«Ich bin Morena Diaz, 29 Jahre alt und Mutter einer 9 Monaten alten Tochter. Ich bin aber auch Betroffene sexualisierter Gewalt wie wohl die meisten von uns, die heute hier sind. Denn in der Schweiz ist es jede fünfte Frau. Wenn ihr mich fragt? Jede Betroffene ist eine zu viel.
Auch wenn es allen klar ist, weswegen wir heute hier sind, möchte ich dennoch eine Triggerwarnung aussprechen. Vor mehr als drei Jahren wurde ich 3 Tage vor Heiligabend vergewaltigt. Wenn es nach der aktuellen Gesetzesgebung hier in der Schweiz geht, dann war es aber „nur“ eine sexuelle Nötigung. In anderen Ländern zählt das, was mir widerfahren ist, schon längst als Vergewaltigung. Ist nicht jegliches Eindringen ohne Zustimmung automatisch als eine Vergewaltigung zu verstehen? Scheinbar nicht.
Sowohl bei meinen beiden Einvernahmen, die jeweils gut 5-6h dauerten, als auch vor Gericht wurde mir immer wieder die Frage gestellt, wie ich mich gewehrt hatte. Wie lange, wie denn genau und vor allem wie stark? Frau Diaz: Auf einer Skala von eins bis zehn: Wie stark haben Sie sich gewehrt? Ich wurde gefragt, wann denn genau mein Körper aufgehört hat, Widerstand zu leisten und obwohl ich unendlich oft NEIN gesagt habe, hätte er es denn merken sollen, dass ich es nicht wollte?

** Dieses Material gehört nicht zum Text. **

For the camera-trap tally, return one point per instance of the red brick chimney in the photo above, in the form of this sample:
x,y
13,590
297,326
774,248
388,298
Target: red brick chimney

Ich bin hässig. Vor Gericht wurde ich von einem Richter gefragt, ob ich die Szene, in der ich ihm darum gebeten habe aufzuhören, nachmachen könnte und ich frage mich und alle, die uns Betroffene nicht ernst genug nehmen: Wie viel Demütigung, wie viel Schuldzuweisung müssen wir Betroffene noch ertragen? Reicht es nicht aus, dass uns unsere sexuelle Selbstbestimmung geraubt wurde? Dass wir mir mit den Folgen leben müssen? Dass Täter oftmals einfach davon kommen und für ihre Taten nicht gerade stehen müssen?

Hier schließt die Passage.